Get a piece of paper and plan your layout. One partition for each OS + 1 partition for “swap” + one partition for store files you want to access from each OS (I call mine /shared). Don’t try and set up a partition for /home to be used on several OS’s. I did this once, Bruce told me it probably wouldn’t last long. He was right smile.gif Use a Linux “live cd” to partition your hard drive. The main reason for this is you’ll be able to lay the drive or drives as hda1, hda2, hda3, hdb 1 etc. Write this information down on your plan so that if you ever want to replace an OS, you’ll know which OS is on which drive. It’s a lot easier to do this than to remember which is which when your about to format one of them.
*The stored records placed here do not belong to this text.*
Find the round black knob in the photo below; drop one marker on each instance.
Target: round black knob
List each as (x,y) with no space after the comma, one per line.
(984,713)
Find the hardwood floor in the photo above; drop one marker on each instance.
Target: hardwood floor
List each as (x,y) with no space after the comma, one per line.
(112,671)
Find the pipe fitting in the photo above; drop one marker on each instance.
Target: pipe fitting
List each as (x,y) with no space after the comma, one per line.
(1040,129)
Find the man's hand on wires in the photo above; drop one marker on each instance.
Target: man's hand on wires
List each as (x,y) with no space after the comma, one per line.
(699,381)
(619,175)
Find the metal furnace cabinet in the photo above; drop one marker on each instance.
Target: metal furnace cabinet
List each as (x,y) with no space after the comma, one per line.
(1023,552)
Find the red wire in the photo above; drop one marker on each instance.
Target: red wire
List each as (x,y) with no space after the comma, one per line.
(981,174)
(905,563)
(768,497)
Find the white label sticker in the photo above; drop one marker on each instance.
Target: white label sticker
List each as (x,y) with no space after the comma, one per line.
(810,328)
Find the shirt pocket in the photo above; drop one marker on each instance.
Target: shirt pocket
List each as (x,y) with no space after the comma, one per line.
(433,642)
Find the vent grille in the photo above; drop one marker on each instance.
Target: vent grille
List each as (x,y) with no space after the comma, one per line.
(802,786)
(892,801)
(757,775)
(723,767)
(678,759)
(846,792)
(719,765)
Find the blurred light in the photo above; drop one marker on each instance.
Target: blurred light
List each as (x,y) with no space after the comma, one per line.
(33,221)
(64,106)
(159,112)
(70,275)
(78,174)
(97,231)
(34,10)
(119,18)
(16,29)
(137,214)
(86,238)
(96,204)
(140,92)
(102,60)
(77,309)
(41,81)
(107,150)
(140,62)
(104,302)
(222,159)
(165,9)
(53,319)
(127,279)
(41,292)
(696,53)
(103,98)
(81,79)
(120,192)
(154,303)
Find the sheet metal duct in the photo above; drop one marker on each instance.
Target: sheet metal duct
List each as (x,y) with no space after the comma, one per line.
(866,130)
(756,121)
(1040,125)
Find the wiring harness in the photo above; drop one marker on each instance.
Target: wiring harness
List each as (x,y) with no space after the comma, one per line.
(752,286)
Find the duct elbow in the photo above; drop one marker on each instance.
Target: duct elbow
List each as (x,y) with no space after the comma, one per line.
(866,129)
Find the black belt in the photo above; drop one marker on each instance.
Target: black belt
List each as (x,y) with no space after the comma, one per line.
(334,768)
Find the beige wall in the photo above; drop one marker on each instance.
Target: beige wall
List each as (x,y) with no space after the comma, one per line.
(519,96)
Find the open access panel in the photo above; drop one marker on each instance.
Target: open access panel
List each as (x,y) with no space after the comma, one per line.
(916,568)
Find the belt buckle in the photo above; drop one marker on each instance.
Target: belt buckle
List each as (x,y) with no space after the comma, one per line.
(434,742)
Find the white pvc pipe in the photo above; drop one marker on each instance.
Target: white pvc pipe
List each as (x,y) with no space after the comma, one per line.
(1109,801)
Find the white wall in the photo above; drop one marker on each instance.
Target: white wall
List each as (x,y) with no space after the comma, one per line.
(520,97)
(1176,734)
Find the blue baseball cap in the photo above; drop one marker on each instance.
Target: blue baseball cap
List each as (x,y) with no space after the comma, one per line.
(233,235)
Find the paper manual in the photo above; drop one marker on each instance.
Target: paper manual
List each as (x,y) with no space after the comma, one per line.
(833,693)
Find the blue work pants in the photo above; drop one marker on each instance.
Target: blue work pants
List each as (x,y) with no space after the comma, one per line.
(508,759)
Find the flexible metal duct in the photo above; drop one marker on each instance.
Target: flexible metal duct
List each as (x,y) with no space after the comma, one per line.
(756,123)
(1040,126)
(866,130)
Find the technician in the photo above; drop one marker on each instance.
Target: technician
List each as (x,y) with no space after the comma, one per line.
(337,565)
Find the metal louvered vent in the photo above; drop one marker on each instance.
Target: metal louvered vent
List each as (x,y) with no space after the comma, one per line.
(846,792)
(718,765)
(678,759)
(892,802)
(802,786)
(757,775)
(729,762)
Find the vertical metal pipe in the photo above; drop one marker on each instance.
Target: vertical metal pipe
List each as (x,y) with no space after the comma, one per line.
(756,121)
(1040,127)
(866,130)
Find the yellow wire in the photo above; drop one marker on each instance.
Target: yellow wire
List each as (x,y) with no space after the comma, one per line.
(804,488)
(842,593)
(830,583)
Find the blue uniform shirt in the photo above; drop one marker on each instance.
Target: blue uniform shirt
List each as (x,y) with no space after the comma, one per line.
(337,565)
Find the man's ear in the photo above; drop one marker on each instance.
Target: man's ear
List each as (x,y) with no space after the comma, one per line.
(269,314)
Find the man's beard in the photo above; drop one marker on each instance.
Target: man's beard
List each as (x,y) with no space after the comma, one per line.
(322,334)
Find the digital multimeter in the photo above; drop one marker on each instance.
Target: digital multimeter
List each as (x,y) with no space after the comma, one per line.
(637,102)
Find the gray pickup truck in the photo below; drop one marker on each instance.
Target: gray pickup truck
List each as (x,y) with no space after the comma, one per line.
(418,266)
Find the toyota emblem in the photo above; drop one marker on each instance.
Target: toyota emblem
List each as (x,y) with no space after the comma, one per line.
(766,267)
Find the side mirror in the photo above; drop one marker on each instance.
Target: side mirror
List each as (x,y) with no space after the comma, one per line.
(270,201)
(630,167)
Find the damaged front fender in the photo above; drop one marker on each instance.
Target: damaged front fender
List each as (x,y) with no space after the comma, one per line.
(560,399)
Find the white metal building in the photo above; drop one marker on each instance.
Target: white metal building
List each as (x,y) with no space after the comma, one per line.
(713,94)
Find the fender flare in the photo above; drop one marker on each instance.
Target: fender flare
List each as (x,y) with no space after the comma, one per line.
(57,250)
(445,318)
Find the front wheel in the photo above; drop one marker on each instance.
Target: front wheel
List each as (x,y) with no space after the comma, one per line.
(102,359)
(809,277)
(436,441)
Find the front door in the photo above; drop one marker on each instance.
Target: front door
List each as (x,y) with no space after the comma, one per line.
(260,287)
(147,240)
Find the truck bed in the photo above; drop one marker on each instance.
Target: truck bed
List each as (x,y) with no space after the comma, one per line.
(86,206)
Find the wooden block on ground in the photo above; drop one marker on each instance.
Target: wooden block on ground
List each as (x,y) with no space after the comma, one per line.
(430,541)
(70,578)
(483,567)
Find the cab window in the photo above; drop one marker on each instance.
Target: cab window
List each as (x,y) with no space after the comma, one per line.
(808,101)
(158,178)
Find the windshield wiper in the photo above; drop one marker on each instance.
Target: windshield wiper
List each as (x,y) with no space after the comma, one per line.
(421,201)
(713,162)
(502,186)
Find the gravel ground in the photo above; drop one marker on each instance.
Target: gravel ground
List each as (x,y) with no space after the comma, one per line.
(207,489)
Windows must go on the first partition of the first hard drive. Not only that, any partitions formatted for Ext3 or Swap will not show up in Windows. In addition, if Xp and Vista are both being installed, Xp goes on first followed by Vista.
Step 4: Not all Linux OS’s recognize other installations and add them to Grub equally.
Fedora’s typical Grub will have itself and Windows. During the installation of grub you will have a chance to add the other operating systems. Having you disk layout at hand is good. Long story short, if Fedora is being installed as part of a triple boot or more, put it on after Windows.
Sabayon and Fedora both use the Anaconda installer.
openSUSE has skipped over Sabayon just about every time which means adding it to grub manually.
Ubuntu has always picked up every OS and added it to Grub correctly so that all OS will boot without any adjustments needing to be made. So if Ubuntu is part of your plan, I’d suggest installing it last on any system with several OSs.
Heads Up:Beware kernel updates. If you update the kernel on one of your multiboot OS’s, you will have to manually change the kernel version on the grub file you re booting from.
Ram is getting pretty cheap. VirtualBox and VMWare Server are great way’s to test out a new OS without setting up multiboot machines.